>27 year old, no college, semi-NEET doing nothing with my life
>was good at math in school but didn't apply myself at all
>shit at science
Is learning to program (at an employable level) without college even possible? Last year I did Code Academy's Python course, along with most of LPTHW and some checkio exercises, but quickly reached the point of not knowing what to do next and just stopped altogether. There's such a wealth of learning materials; books, courses, etc that I think I just got a bit overwhelmed. So I ask, /g/, can it really be done?
are you talking about codemonkey level ?
yeah, no need for college for that, but python won't get you anywhere.
your best bet would be getting a good book on algorithms and data structures, and learn a language like java or c/c++
you use python for quick and dirty shit but not actual programming. just like you use bash or perl.
C is a great language and you'll learn a lot, but there aren't (m)any codemonkey jobs for C.
>you use python for quick and dirty shit but not actual programming
I think that is a matter of perspective.
Also, OP, the best thing to do is to learn by doing. it's very difficult to find motivation to learn a programming language just because you have nothing better to do. Find a project and get stuck in it.
Yeah there will obviously be a lot of times where you have absolutely fuckall idea what you're doing but that's just part of learning.
Learning C may be more difficult but it's a solid foundation that teaches good programming practices in general. As opposed to programming languages such as Python. Python is fantastic if you've already gotten to grips with programming on a fundamental level and you've now identified that Python would be the best for the job.
It is difficult to get into the industry seeing as there are so many fuckers doing it but nothing trumps being a cool guy to work with. You'll get hired far quicker if you're liked than if you're a basement dweller.
You can pretty much learn anything without going to college besides, maybe something like actual strain analysis lab for aerodynamics engineer or some shit.
But people goto college since realistically, it's much better off to learn stuff by going to an institution designed to do the exact thing and courses written pretty much the masters in the field.
You can still go to college in your age. Might as well just go unless you really have a tough financial situation. Also, 95% of the people who claim to be good at math/science quickly realize they're really not good at it by their first upper div courses so good way to find that out too.
If you're really adamant about not going, try Coursera and EdX.
>Also, 95% of the people who claim to be good at math/science quickly realize they're really not good at it by their first upper div courses
this is more true than people realise. It's like that old man who keeps talking about how well he played football in high school. Shit is over. No you're not good anymore.
C's great for things like trying to program micro controller or make a high speed backend programs and things or something where high speed is crucial but contrary to what most of /g/'s self proclaimed 18 year old hackers think, python's used extensively in scientific computation, its theory, machine language, computer vision, lot's of R&D stuff where people shouldn't focus on system practicality yet. Heck, even google, the guys who made the program use it.

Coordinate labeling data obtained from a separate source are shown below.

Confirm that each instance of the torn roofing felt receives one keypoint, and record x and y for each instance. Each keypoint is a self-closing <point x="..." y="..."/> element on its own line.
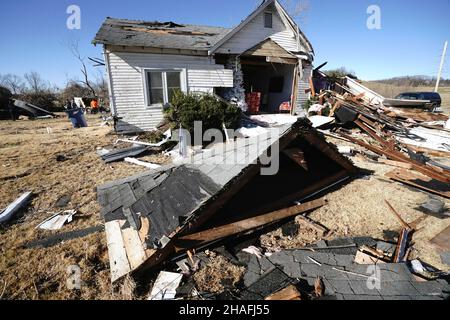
<point x="145" y="212"/>
<point x="170" y="35"/>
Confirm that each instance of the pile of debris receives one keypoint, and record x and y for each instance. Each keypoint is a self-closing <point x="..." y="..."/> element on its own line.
<point x="407" y="138"/>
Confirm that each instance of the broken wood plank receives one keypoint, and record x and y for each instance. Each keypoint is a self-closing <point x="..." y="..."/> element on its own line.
<point x="397" y="156"/>
<point x="118" y="260"/>
<point x="322" y="230"/>
<point x="421" y="182"/>
<point x="397" y="164"/>
<point x="252" y="223"/>
<point x="402" y="246"/>
<point x="143" y="163"/>
<point x="364" y="258"/>
<point x="286" y="294"/>
<point x="442" y="240"/>
<point x="14" y="207"/>
<point x="133" y="246"/>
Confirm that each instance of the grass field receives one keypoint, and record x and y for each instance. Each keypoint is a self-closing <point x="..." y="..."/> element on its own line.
<point x="391" y="91"/>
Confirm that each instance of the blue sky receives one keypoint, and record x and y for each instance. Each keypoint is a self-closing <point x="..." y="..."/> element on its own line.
<point x="410" y="41"/>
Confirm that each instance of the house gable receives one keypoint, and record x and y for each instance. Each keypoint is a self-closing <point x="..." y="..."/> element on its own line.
<point x="253" y="31"/>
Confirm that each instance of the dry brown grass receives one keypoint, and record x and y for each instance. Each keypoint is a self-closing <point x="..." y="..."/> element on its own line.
<point x="28" y="152"/>
<point x="218" y="274"/>
<point x="358" y="209"/>
<point x="391" y="91"/>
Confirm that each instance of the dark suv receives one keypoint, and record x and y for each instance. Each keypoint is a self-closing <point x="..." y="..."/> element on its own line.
<point x="433" y="97"/>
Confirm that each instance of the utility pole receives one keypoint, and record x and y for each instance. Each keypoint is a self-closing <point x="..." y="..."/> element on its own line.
<point x="441" y="67"/>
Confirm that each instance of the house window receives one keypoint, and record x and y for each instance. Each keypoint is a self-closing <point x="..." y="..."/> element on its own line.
<point x="161" y="86"/>
<point x="268" y="19"/>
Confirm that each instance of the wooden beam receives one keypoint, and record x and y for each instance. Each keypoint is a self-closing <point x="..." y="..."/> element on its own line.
<point x="14" y="207"/>
<point x="288" y="293"/>
<point x="281" y="60"/>
<point x="252" y="223"/>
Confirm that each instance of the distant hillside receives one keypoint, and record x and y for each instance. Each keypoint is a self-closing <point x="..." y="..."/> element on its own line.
<point x="413" y="81"/>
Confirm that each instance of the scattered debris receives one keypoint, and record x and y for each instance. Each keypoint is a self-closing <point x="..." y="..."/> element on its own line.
<point x="165" y="287"/>
<point x="56" y="221"/>
<point x="286" y="294"/>
<point x="15" y="207"/>
<point x="143" y="163"/>
<point x="63" y="201"/>
<point x="118" y="155"/>
<point x="59" y="238"/>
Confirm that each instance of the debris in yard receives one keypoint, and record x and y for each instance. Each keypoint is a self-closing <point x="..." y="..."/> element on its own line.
<point x="198" y="183"/>
<point x="117" y="155"/>
<point x="59" y="238"/>
<point x="143" y="163"/>
<point x="286" y="294"/>
<point x="253" y="250"/>
<point x="217" y="275"/>
<point x="31" y="111"/>
<point x="165" y="286"/>
<point x="57" y="221"/>
<point x="442" y="240"/>
<point x="435" y="207"/>
<point x="8" y="213"/>
<point x="445" y="257"/>
<point x="63" y="201"/>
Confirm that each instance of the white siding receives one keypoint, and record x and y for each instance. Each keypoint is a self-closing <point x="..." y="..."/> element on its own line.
<point x="303" y="85"/>
<point x="255" y="32"/>
<point x="128" y="84"/>
<point x="210" y="78"/>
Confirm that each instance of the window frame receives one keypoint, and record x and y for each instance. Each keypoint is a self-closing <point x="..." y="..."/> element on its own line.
<point x="265" y="19"/>
<point x="145" y="71"/>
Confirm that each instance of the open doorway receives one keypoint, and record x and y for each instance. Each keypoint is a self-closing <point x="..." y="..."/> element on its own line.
<point x="268" y="86"/>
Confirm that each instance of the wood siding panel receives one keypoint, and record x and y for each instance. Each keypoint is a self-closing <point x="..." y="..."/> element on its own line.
<point x="128" y="87"/>
<point x="254" y="33"/>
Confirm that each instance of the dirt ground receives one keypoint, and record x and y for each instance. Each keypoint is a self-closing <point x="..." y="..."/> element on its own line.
<point x="28" y="162"/>
<point x="28" y="157"/>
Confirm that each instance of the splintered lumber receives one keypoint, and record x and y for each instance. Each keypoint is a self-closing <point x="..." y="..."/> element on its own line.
<point x="397" y="156"/>
<point x="402" y="246"/>
<point x="252" y="223"/>
<point x="288" y="293"/>
<point x="399" y="217"/>
<point x="397" y="164"/>
<point x="14" y="207"/>
<point x="421" y="182"/>
<point x="442" y="240"/>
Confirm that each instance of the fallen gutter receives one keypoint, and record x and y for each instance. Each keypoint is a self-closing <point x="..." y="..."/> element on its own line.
<point x="14" y="207"/>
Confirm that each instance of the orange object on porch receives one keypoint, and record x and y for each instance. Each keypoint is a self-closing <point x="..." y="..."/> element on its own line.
<point x="285" y="106"/>
<point x="253" y="101"/>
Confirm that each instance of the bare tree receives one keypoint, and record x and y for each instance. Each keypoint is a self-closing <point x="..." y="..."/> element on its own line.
<point x="13" y="82"/>
<point x="73" y="47"/>
<point x="35" y="82"/>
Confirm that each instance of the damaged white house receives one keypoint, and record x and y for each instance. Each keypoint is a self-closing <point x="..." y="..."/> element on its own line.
<point x="263" y="65"/>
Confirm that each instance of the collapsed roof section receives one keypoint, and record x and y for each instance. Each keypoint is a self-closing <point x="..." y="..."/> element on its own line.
<point x="146" y="214"/>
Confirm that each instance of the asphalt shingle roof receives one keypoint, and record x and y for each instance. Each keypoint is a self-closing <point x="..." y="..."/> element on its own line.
<point x="167" y="35"/>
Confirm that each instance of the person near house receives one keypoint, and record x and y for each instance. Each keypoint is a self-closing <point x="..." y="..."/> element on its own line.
<point x="94" y="106"/>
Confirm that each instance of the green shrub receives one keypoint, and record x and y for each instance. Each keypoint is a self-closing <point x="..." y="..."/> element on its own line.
<point x="187" y="108"/>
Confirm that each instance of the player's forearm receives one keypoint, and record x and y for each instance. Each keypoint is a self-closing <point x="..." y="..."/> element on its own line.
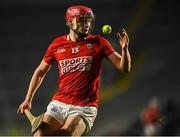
<point x="35" y="82"/>
<point x="125" y="63"/>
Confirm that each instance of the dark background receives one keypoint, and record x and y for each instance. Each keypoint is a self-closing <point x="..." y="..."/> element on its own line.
<point x="27" y="27"/>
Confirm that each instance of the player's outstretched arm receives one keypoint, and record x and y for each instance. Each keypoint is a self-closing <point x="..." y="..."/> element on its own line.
<point x="35" y="82"/>
<point x="122" y="62"/>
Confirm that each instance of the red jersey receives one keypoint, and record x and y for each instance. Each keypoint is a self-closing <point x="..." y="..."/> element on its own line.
<point x="79" y="66"/>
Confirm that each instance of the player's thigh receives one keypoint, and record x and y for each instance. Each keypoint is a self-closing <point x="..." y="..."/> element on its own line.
<point x="74" y="125"/>
<point x="48" y="127"/>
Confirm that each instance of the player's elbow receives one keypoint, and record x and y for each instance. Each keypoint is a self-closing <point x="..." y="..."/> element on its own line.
<point x="124" y="69"/>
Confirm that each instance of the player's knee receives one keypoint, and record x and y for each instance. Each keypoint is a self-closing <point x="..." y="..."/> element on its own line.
<point x="43" y="130"/>
<point x="68" y="131"/>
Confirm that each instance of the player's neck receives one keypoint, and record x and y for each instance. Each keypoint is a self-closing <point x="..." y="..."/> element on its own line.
<point x="74" y="36"/>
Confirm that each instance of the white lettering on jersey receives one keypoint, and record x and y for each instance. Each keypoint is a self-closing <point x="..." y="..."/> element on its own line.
<point x="60" y="50"/>
<point x="75" y="49"/>
<point x="76" y="64"/>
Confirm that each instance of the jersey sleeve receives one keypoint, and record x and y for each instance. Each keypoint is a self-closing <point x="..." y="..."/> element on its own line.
<point x="49" y="56"/>
<point x="106" y="46"/>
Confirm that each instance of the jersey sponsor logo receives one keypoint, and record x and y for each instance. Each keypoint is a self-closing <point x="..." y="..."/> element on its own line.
<point x="76" y="64"/>
<point x="61" y="50"/>
<point x="75" y="49"/>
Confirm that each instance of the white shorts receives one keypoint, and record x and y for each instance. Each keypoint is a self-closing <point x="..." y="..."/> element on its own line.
<point x="61" y="111"/>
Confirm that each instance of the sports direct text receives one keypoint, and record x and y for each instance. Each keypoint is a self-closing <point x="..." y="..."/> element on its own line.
<point x="76" y="64"/>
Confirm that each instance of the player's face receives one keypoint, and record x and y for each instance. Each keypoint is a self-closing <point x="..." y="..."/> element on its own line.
<point x="85" y="24"/>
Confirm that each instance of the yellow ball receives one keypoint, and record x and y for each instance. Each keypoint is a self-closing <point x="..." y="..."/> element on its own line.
<point x="106" y="29"/>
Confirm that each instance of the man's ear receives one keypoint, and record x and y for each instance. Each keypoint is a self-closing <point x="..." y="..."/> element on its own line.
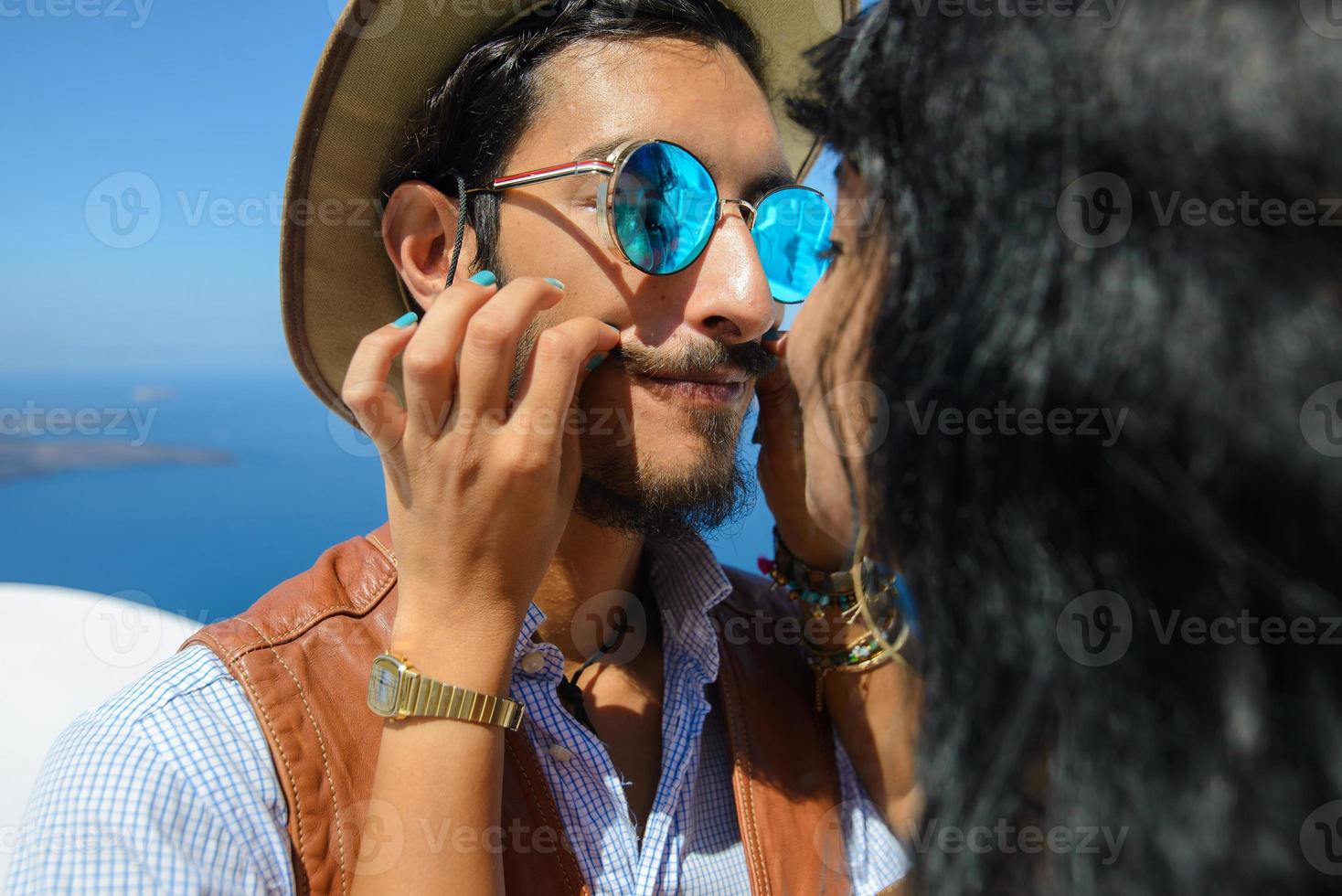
<point x="419" y="229"/>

>i've hardly ever seen python anywhere outside of PoC code and small scripts for specific tasks
we must work in different industries. Granted I don't write that much code anymore. I mainly use it to maintain servers, run administrative tasks etc.
It's not going to be used for full blown desktop applications but I have seen some very interesting engineering computations being done with it (yeah, C/C++ should be used, just saying).
>python's used extensively in scientific computation, its theory, machine language, computer vision, lot's of R&D stuff
I feel this gets lost amongst a lot of /g/. They just know what they read in articles about Python and see a few benchmarks and proclaim it to be shit.
yeah, I agree with you to a certain extent. Perhaps we have different terminology. None the less, both python and C have it's place in the world. Dismissing an entire programming language is a little naive so i wouldn't really want to venture into that territory.
Yeah, in the context of what OP's looking for as a job, being a practical programmer, you're absolutely right.
I just get tired of /g/'s hurrrrduurrrrrrrr python's shittttt, people should never code in python, use C faggot always code elite (whatever that is) attitude.
says, each language has their own strength and python's definitely good at python's things and C/C++ at their C/C++ thing, that's why I use both of them for their specific task.
But yeah, I acted impulsively thinking it was another one of those "people should never use python for their first language or anything " /thread.
>None the less, both python and C have it's place in the world.
i completely agree with that
we use python a lot too, mainly for quick scripts for stuff you just don't want to deal with in c, or a lot of proof of concept code.
but if you are looking for programming jobs there are other languages you should focus on ( ofc python is used there too for unit tests, or quick implementtions to test some other applications, etc)
You'll need 4-5 years of experience for most jobs with no degree. Which is their way of saying "we don't want people without degrees."
2 years experience with a bachelors, but waiverable with a nice portfolio.
Masters degree basically takes no experience.